Many others have also struggled with Britain’s handling of the refugee crisis triggered by Russia’s brutal assault on Ukraine. But at least there has been a happier ending for this Ripon couple than many others.

After nearly three weeks, Sergo and Ganna received the news they had been fervently hoping for - their visa applications had been processed and granted allowing Ganna’s parents to come to the UK and join them in Ripon. With her dad’s cancer a problem still not solved, Ganna says she is thankful Britain has opened its doors to her parents.

“My dad is to be seen by Harrogate Hospital for a full body scan,” said Ganna. “He didn’t realise he had cancer but he had it for years and needs an urgent operation on his lung.

“But it is so good to finally have him and my mum here with us in safety. We are very grateful to the UK for allowing us to bring them here.”

Britain's refugee schemes for Ukraine: The gap between talk and action.

Dogged by problems and delays, the two schemes designed to provide sanctuary for refugees from Ukraine continue to be criticised.

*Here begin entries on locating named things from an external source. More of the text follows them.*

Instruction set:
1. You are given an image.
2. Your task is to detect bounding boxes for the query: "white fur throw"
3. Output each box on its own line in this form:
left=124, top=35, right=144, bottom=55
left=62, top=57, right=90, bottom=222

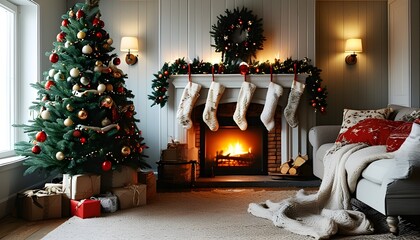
left=248, top=144, right=392, bottom=239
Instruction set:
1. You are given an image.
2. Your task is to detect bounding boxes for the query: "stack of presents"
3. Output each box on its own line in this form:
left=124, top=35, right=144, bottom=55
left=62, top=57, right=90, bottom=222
left=157, top=141, right=198, bottom=188
left=16, top=167, right=156, bottom=221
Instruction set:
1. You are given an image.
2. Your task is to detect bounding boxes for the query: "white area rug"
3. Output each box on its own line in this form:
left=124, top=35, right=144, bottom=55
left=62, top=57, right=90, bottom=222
left=44, top=189, right=414, bottom=240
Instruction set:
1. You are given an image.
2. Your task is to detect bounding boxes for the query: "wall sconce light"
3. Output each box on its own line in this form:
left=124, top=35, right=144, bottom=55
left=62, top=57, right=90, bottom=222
left=344, top=38, right=362, bottom=65
left=120, top=37, right=139, bottom=65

After Alex Fraser, British Red Cross director of refugee support, urged the Government to “temporarily lift visa requirements”, Home Secretary Priti Patel apologised for the time it was taking for Ukrainian refugees to arrive in the UK.

The latest official Government figures updated on April 8 illustrate the sizable gap between rhetoric and reality.

Under the popular Homes for Ukraine scheme where UK families can offer to host refugees in their homes, 12,500 visas have been issued to Ukrainians so far - with only 1,200 of that number arriving in the UK. In North Yorkshire, 147 visas have been approved, 38 of these in Harrogate.

Under the Family Visa Scheme tailored for Ukrainians with a family member in the UK, 28,500 visas have been issued with 10,800 actually arriving in the UK.

After receiving 79,800 visa applications in total across both schemes, 12,000 refugees have so far found shelter in the UK.